(26) DrômeParfum de Jazz

16/08/2018 – Céline Bonacina Quartet à Parfum de Jazz

Je suis un enfant de jazz à Vienne. Et bien formé. Cela a fait sourire monsieur Boutellier pensant que j’allais l’appeler papa. Qu’il se rassure, je ne vais pas lui demander d’héritage. J’ai déjà amplement touché ma part. Je suis un enfant d’Uzeste. Uzeste, l’étonnement permanent, le poétique, le chaos de la création. Pour plagier Joëlle Léandre, vingt ans pour apprendre avec Vienne, vingt pour désapprendre avec Uzeste. Les enfants de Lubat, de source sûre, ont quitté cette année le navire et souhaitent voler de leurs propres ailes.

Il me vient parfois des envies de convoquer ce cher Spinoza. Que vient-il faire en Drôme provençale ? Ce fut le premier, bien avant Freud, à considérer que le moteur de toute chose c’est le désir. Et que “l’amour est une joie qu’accompagne une cause extérieure”. Un festival comme Parfum de jazz, né de la générosité d’une équipe, se désire. Il faut sans doute beaucoup d’amour pour le porter. Un concert de Céline Bonacina se désire tout autant. Quand il y a désir partagé, cela fait de grandes rencontres. Les histoires peuvent se partager.
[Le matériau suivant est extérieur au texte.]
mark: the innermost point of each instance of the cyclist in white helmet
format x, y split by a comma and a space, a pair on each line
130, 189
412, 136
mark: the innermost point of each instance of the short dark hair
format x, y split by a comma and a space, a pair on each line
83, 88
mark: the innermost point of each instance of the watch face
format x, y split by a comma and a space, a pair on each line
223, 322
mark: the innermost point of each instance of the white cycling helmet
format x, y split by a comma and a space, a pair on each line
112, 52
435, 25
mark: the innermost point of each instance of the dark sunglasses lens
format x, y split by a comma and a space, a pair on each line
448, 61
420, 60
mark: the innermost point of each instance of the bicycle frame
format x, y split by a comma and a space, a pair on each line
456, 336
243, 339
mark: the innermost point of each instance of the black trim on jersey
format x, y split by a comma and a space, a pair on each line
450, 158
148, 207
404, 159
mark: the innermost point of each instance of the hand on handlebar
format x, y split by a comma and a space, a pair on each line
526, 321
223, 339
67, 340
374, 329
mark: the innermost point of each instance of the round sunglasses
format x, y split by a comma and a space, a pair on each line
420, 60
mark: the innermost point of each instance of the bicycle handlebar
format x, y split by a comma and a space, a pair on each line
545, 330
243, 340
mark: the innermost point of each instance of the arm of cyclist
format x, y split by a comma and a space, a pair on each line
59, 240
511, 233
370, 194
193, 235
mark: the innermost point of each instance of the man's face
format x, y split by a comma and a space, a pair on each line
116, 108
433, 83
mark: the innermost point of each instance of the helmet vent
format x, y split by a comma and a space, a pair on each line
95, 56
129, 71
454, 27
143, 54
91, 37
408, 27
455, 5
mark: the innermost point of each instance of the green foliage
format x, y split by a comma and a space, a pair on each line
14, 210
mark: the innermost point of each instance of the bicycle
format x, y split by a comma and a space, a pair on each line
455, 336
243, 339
Un concert de Céline Bonacina est une chouette histoire. Considéré dans son ensemble, il y a de la dramaturgie et les morceaux se succèdent avec soin, par de belles transitions. Il y a de la profondeur. Les musiciens ne se contentent pas de maîtriser un répertoire aguerri au fil des tournées “on the road”, ils s’attardent, creusent et nous intègrent dans leurs recherches sonores. Céline Bonacina nous prend par la main et les oreilles et nous embarque. C’est elle qui dirige. J’ai été conquis par son son de saxophone, par le naturel de son souffle et la sérénité de son chant. Me sont venues en tête les paroles d’une chanson de Nougaro. Celle qui raconte les affres du compositeur, empêché dans son élan créateur par son épouse qui veut à tout prix épousseter et jouer de l’aspirateur. Il meurt brutalement et se retrouve au paradis où “tout n’est qu’éclat, fraicheur, splendeur… cristal de joie, pur diapason”. C’est elle qui tient le quartet et emporte le groupe. Elle entretient avec chaque musicien un lien particulier et les connivences mélodiques, harmoniques et rythmiques sont permanentes. Les thèmes se baladent du saxo au piano. On entend des échos, des réponses. Les musiciens sont dans une stimulation excitante. J’ai pensé au duo éphémère Lubat / Corneloup. Ou comment les artistes se donnent l’énergie mutuellement, se rechargent. Pour le spectateur, c’est jouissif. Les compositions sont de toute beauté et la musique atteint très vite une apothéose dans une exaltation, une profusion et un débordement irrépressibles. Un concert de Céline Bonacina est un petit “Miracle”, comme en produit régulièrement son acolyte N’guyên Lê (voir ici ). Chaque musicien, tout en s’exprimant totalement, est en connexion continue avec les autres, la fusion prend, chacun soutenant les envolées singulières de ses partenaires. Tous m’ont impressionné : le percussionniste Asaf Sirkis par sa belle présence et sa puissance de jeu, le contrebassiste Matyas Sandzaï par son sens aigu de la mélodie. Sous les doigts du pianiste Léonardo Montana, c’est une pluie de notes et la grande force lyrique des maitres de l’harmonie et du rythme. Ce quartet raconte une belle histoire et sait la faire partager. Dans ce cadre magnifique de Parfum de jazz, un des seuls festival avec Uzeste où on ne vous fouille pas à l’entrée et où on ne vous prend pas pour des cons..ommateurs.

J’ai le désir de revoir Céline Bonacina, dans un autre contexte. Le désir aussi de revenir dans la Drôme. Et de rester enfant. Eternellement.